Le Nutriscore victime d’une campagne agressive de décrédibilisation, malgré de solides soutiens
Pour l'instant, l'optimisme de l'Italie ne serait pas tout à fait justifié. L'Organisation mondiale de la Santé, et des pays européens comme la Belgique, l'Allemagne et les Pays-Bas, soutiennent toujours le déploiement du Nutriscore dans toute l'UE. Pour le professeur Serge Hercberg, dont les travaux ont aidé à la conception de cette échelle, « tout ce discours a des raisons purement politiques, et est un déni total de l'intérêt des consommateurs, de la santé publique et des travaux scientifiques qui démontrent les bienfaits du Nutriscore ». Dans une interview pour FranceSoir, le professeur rappelait en 2019 que la généralisation du Nutriscore était justifiée à la fois par son efficacité scientifique démontrée, sa supériorité sur les autres logos proposés, et le fait qu'il soit plébiscité par les associations de consommateurs.
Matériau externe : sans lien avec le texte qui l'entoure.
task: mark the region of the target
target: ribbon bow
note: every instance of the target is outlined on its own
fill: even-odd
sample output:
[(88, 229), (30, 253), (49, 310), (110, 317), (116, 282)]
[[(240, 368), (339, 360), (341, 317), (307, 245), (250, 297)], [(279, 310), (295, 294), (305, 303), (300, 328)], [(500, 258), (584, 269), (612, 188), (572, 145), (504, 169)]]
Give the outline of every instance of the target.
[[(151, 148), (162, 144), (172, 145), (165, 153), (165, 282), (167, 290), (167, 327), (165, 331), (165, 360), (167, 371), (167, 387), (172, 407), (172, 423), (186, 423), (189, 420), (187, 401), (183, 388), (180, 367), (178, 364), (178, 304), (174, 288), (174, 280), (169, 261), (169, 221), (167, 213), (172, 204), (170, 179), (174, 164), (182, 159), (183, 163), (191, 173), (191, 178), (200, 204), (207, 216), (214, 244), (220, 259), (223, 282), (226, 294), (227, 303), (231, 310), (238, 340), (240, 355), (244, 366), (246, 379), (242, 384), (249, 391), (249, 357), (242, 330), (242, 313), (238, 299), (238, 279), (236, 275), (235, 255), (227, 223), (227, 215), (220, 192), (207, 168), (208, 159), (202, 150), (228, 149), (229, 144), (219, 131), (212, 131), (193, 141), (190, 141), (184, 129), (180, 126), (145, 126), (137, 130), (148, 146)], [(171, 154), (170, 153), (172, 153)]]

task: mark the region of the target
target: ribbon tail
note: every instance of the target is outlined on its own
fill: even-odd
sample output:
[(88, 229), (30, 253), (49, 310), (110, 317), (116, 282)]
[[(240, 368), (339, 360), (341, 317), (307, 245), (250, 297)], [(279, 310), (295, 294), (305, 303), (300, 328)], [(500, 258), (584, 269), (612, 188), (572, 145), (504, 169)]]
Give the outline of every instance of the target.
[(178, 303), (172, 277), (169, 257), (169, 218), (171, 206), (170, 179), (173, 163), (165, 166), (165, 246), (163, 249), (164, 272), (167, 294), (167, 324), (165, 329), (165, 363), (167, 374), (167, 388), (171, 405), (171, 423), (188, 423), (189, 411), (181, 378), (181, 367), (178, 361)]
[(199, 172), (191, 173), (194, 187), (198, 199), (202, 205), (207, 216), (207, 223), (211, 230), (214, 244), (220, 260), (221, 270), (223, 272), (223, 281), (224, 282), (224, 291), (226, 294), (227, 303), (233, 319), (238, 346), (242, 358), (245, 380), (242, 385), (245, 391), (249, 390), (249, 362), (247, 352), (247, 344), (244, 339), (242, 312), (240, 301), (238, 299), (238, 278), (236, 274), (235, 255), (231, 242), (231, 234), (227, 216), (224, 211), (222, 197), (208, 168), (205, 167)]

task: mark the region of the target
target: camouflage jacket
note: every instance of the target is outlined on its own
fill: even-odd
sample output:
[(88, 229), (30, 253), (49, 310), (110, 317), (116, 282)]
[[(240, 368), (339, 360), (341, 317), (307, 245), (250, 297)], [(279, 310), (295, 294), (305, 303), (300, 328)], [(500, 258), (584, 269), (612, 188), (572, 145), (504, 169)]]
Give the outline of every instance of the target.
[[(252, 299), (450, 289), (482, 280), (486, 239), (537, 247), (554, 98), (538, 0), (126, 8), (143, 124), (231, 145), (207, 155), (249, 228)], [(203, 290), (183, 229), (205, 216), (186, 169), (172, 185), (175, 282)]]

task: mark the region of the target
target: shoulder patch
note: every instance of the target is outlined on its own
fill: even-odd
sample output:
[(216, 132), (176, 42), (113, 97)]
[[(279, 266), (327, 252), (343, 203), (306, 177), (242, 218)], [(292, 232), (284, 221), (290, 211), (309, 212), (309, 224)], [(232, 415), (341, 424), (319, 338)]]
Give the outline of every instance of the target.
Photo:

L’intérêt du Nutriscore sur l'ensemble du territoire européen serait de permettre aux industriels de n'avoir à étiqueter qu'un seul logo pour l'ensemble des marchés.
L’Union européenne ne compte pas porter préjudice au régime méditerranéen
La Commission européenne doit sélectionner un système d'étiquetage d'ici à la fin de l'année dans le cadre de son programme Green Deal, pour pousser les consommateurs vers des choix alimentaires plus sains. L’Italie propose donc un autre système de notation, le "Nutrinform" (avec une notation dans différents tons de bleu), qui compte sur le soutien de ses géants de l’agroalimentaire, dont Ferrero. Mais, les produits méditerranéens peuvent être soulagés pour l’instant, car le plus probable semble, selon Politico, que la Commission conservera la notation Nutriscore, mais en modifiant la méthodologie de notation pour ne pas pénaliser les produits méditerranéens. Claire Bury, haut responsable de l'UE, a déclaré en septembre que la Commission prendrait en compte les « caractéristiques spécifiques » de certains produits alimentaires comme l'huile d'olive et le miel lors de la législation pour un régime harmonisé à l'échelle du bloc européen.